I know that in the long run competition math won't be relevant to graduate school, but I don't think it would hurt to acquire a broader background.

That said, are there any particular texts you would recommend? For Algebra, I've heard that Dummit and Foote and Artin are standard texts. For analysis, I've heard that Baby Rudin and also apparently the Stein-Shakarchi Princeton Lectures in Analysis series are standard texts.

Assuming you know analysis up to the Riemann integral and some basic stuff on uniform convergence of functions, then I think almost everything I mentioned is covered in chapters 2 and 3 of Fourier Analysis: An Introduction by Stein and Shakarchi. The only exception is Carleson's Theorem, which is very hard and if you really do need it then you'd be better off treating it as a black box.

To piggy back off of danielsmw's answer...

> Fourier analysis is used in pretty much every single branch of physics ever, seriously.

I would phrase this as, "partial differential equations (PDE) are used in pretty much every single branch of physics," and Fourier analysis helps solve and analyze PDEs. For instance, it explains how the heat equation works by damping higher frequencies more quickly than the lower frequencies in the temperature profile. In fact Fourier invented his techniques for exactly this reason. It also explains the uncertainty principle in quantum mechanics. I would say that the subject is most developed in this area (but maybe that's because I know most about this area).

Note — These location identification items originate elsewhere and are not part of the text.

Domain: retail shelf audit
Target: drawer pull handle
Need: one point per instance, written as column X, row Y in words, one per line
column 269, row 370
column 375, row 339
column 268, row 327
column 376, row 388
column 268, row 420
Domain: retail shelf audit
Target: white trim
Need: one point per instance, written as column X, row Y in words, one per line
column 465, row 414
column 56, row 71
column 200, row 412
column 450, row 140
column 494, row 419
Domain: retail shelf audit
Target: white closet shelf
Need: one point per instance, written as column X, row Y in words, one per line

Any basic PDE book will describe how to use Fourier analysis to solve linear constant coefficient problems on the real line or an interval. In fact many calculus textbooks have a chapter on this topic. Or you could Google "fourier analysis PDE". An undergraduate level PDE course may use Strauss' textbook whereas for an introductory graduate course I used Folland's book which covers Sobolev spaces.

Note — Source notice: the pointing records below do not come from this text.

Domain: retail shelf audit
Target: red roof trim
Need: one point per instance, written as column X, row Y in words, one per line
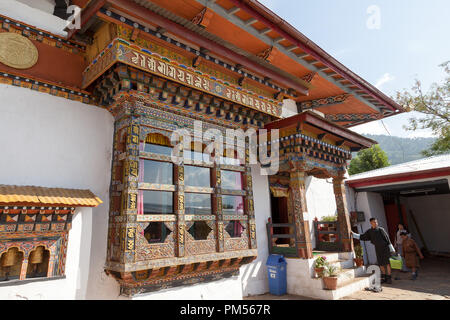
column 399, row 177
column 319, row 122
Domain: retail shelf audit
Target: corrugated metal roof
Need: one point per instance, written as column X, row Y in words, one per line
column 41, row 196
column 436, row 162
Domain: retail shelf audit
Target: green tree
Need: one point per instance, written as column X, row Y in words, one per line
column 368, row 159
column 435, row 109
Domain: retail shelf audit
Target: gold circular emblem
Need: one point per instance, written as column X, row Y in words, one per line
column 16, row 51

If you wanted to study Fourier analysis without applying it to PDEs, I would suggest Stein and Shakarchi or Grafakos' two volume set. Stein's book is approachable, though you may want to read his real analysis text simultaneously. The second book is more heavy-duty. Stein shows a lot of the connections to complex analysis, i.e. the Paley-Wiener theorems.

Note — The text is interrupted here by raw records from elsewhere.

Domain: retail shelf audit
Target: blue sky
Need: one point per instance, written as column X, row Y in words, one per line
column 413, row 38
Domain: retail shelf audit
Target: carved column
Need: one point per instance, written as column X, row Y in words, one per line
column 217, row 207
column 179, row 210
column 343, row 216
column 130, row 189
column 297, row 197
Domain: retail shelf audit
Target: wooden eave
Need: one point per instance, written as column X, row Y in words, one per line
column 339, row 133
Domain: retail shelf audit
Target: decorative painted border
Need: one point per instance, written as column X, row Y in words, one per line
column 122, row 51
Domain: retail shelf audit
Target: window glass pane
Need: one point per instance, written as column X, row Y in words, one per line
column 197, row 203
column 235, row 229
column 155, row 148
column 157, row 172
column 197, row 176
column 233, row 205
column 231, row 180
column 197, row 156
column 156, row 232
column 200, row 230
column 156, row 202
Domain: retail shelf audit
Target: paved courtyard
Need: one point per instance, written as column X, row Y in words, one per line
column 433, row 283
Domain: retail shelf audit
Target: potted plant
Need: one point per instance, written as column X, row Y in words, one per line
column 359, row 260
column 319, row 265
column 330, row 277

A field not covered by danielsmw is that of electrical engineering/signal processing. Whereas in PDEs we're attempting to solve an equation using Fourier analysis, here the focus is on modifying a signal. Think about the equalizer on a stereo. How does your computer take the stream of numbers representing the sound and remove or dampen high frequencies? Digital signal processing tells us how to decompose the sound using Fourier analysis, modify the frequencies and re-synthesize the result. These techniques can be applied to images or, with a change of perspective, can be used in data analysis. We're on a computer so we want to do things quickly which leads to the Fast Fourier Transform. You can understand this topic without knowing any calculus/analysis but simply through linear algebra. You can find an approachable treatment in Strang's textbook.

If you know some abstract algebra, topology and analysis, you can study Pontryagin duality as danielsmw notes. Sometimes this field is called abstract harmonic analysis, where the word abstract means we're no longer discussing the real line or an interval but any locally compact abelian group. An introductory reference here would be Katznelson. If you drop the word abelian, this leads to representation theory. To understand this, you really need to learn your abstract/linear algebra.

Random links which may spark your interest:

• Fourier analysis also finds applications in number theory, for example in the Hardy-Littlewood circle method.
  
• Solving cubic equation using discrete Fourier transform
  
• The Wavelet transform
  
• Fourier optics
  
• Monstrous moonshine
  
• Fractional Laplacian/calculus

I've heard that Fourier Analysis: An Introduction by Stein and Shakarchi is an excellent text. Actually all four books in that series have been given glowing reviews by the people I've spoken to. I plan to pick up all of them once I find them cheap enough...

It may interest you that one of the authors, Elias Stein, is a leading figure in the field of harmonic analysis.